Closed sortraev closed 4 weeks ago
The purpose of the Unicode subscripts was to ensure that compiler-generated type variables would be completely distinct from programmer-written types. Programmers can write type names with underscores in them, but perhaps it's not a problem. The subscripts were hard to read with many fonts, so I've been considering getting rid of them for a while.
There are probably still places where the compiler will use Unicode in its output, and I don't consider that to be a problem. In 2024, not having Unicode in your terminal is as obsolete as not supporting lowercase characters.
Good points! I had not thought about your first point -- it makes sense to make that distinction in messages exposed to "regular" users, whereas e.g. futhark-dev
output is only seen by hackers.
I also agree with your second point, even if I personally prefer CLI programs to stick to ASCII whenever ASCII is sufficiently expressive (but this then ties into your first point, I guess, because I can't think of a sensible ASCII character which can be used in place of the underscore which would distinguish between source-level/compiler-generated names and not create other ambiguities)

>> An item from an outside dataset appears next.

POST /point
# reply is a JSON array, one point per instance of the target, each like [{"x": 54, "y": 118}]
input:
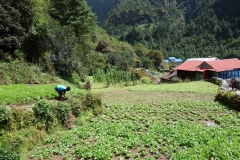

Type variable names with subscripted tags are pretty, but if a user (in this case, a group of PMPH students trying to debug a bunch of size type mismatches) happens to use a unicode-incompatible terminal/editor (or is missing correct unicode fonts) then error messages can be confusing, especially if the missing unicode characters are shown as blank characters.
This small change makes type checker error messages universally printable/legible while preserving type variable names.
I do not know if there are other places/passes in the compiler which may print non-ascii characters (?).